Advancing RNA-Based Therapeutics: IQ Consortium Experts on Optimizing Chromatographic Bioanalysis

Nucleic acid (NA)-based therapies such as small interfering RNA (siRNA) and antisense oligonucleotides (ASOs) enable precise modulation of gene expression, opening new possibilities for treating diseases once considered undruggable. The successful development of these therapies depends on optimizing bioconjugation, bioanalysis, biotransformation, and tissue distribution—particularly understanding tissue pharmacokinetics through computational modeling to inform dosing.

Chromatographic techniques, such as liquid chromatography coupled with mass spectrometry (LC–MS), play a vital role in the bioanalysis of these oligonucleotide drugs. Separation science is used to quantify parent compounds, identify metabolites, and characterize biotransformation pathways, ensuring accurate assessment of stability and tissue exposure.

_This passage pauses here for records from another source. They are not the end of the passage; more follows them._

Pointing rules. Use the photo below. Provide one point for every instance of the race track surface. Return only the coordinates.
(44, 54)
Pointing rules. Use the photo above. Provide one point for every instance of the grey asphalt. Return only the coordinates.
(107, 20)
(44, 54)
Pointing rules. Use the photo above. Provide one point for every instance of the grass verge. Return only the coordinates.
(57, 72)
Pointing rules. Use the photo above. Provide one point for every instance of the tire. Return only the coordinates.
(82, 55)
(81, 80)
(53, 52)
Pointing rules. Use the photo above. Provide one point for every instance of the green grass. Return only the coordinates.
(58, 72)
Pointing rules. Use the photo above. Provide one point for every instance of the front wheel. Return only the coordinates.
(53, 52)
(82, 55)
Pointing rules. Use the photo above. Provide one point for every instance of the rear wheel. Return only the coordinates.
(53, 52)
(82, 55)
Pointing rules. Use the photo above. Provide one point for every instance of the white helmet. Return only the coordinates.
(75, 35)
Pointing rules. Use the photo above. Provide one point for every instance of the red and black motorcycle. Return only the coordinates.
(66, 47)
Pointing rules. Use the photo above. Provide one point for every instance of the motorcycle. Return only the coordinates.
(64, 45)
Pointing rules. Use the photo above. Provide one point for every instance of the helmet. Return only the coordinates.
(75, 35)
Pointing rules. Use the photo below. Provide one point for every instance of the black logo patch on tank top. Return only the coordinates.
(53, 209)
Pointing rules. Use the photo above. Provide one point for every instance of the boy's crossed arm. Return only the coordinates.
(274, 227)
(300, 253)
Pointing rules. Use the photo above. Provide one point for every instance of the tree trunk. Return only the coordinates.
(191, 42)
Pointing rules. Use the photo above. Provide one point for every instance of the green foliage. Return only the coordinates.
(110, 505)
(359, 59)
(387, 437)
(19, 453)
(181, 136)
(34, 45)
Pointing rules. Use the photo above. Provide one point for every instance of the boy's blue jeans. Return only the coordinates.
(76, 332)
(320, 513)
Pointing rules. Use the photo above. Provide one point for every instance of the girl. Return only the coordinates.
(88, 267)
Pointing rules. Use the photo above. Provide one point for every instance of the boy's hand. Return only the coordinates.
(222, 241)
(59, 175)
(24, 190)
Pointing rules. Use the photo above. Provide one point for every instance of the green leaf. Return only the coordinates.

Although oligonucleotides generally present fewer safety concerns than small molecules, regulatory guidelines for characterization and analysis are still evolving. A recent white paper from the IQ Consortium Nucleic Acid Working Group (1) compiles industry insights and best practices, emphasizing analytical and chromatographic strategies to advance regulatory understanding and accelerate patient access to RNA-based therapeutics. LCGC International spoke to three members of the group, Vibha Jawa of EpiVax (Providence, Rhode Island), Shirin Hooshfar of Eli Lilly and Company, (Indianapolis, Indiana), and Wenying Jian of Johnson & Johnson Innovative Medicine (Spring House, Pennsylvania) about their work.

What was the inspiration behind this paper? What did you see that made you and your co-authors believe that there was a need for it?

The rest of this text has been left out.